CP94253 displayed antidepressant-like activity in the FST. Vehicle-pretreated FSL control rats displayed a significantly higher immobility (A) as well as lower swimming (B) and climbing (C) behavior compared to FRL controls. pCPA pretreatment did not affect the behavior of FSL rats. When administered 2 h prior to the FST, CP94253 reduced immobility and enhanced climbing in 5-HT depleted FSL rats with a minimum effective dose of 6 mg/kg. Asterisks represent significant differences from vehicle-pretreated FSL control rats (^∗∗∗p < 0.001).

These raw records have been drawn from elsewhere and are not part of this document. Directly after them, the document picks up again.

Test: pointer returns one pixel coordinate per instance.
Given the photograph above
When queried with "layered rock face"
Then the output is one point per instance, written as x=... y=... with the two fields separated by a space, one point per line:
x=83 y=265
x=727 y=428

Plus signs represent significant differences from pCPA-pretreated FSL control rats (⁺⁺p < 0.01; ⁺⁺⁺p < 0.001). Values are mean ± SEM. The number of animals (n) is shown in each column. ˆ Data previously published in du Jardin et al. (2016).

FIGURE 4

The acute antidepressant-like effects of S-ketamine were abolished by 5-HT depletion but rescued by the 5-HT_1B receptor agonist CP94253. In the FST, vehicle-pretreated FSL control rats displayed a significantly higher immobility (A) as well as lower swimming (B) and climbing (C) behavior compared to FRL controls. These behaviors were not affected by pCPA pretreatment. S-ketamine administration at 2 h before the FST decreased immobility and increased swimming in vehicle- but not pCPA-pretreated FSL rats. Supplementing this regimen with a 5-HT_1B receptor agonist 2 h prior to testing reduced immobility as well as increased swimming and climbing behavior relative to 5-HT depleted FSL control rats. Asterisks represent significant differences from vehicle-pretreated FSL control rats (^∗∗∗p < 0.001). Plus signs represent significant differences from pCPA-pretreated FSL control rats (⁺p < 0.05; ⁺⁺⁺p < 0.001). Values are mean ± SEM. The number of animals (n) is shown in each column. ˆ Data previously published in du Jardin et al. (2016).

FIGURE 5

The sustained antidepressant-like effects of S-ketamine were abolished by 5-HT depletion but rescued by the 5-HT_1B receptor agonist, CP94253. In the FST, vehicle-pretreated FSL control rats displayed significantly higher immobility (A) as well as lower swimming (B) and climbing (C) behavior compared to FRL controls. 5-HT depletion did not affect the behavior of FSL control rats. In vehicle-pretreated FSL rats, S-ketamine administration at 48 h prior to the FST reduced immobility and increased swimming. These effects were abolished by pCPA pretreatment and restored by co-treatment with a 5-HT_1B receptor agonist at 2 h, but not 49 h, prior to testing. Asterisks represent significant differences from vehicle-pretreated FSL control rats (^∗∗∗p < 0.001). Plus signs represent significant differences from pCPA-pretreated FSL control rats (⁺⁺p < 0.01; ⁺⁺⁺p < 0.001). Values are mean ± SEM. The number of animals (n) is shown in each column. ˆ Data previously published in du Jardin et al. (2016).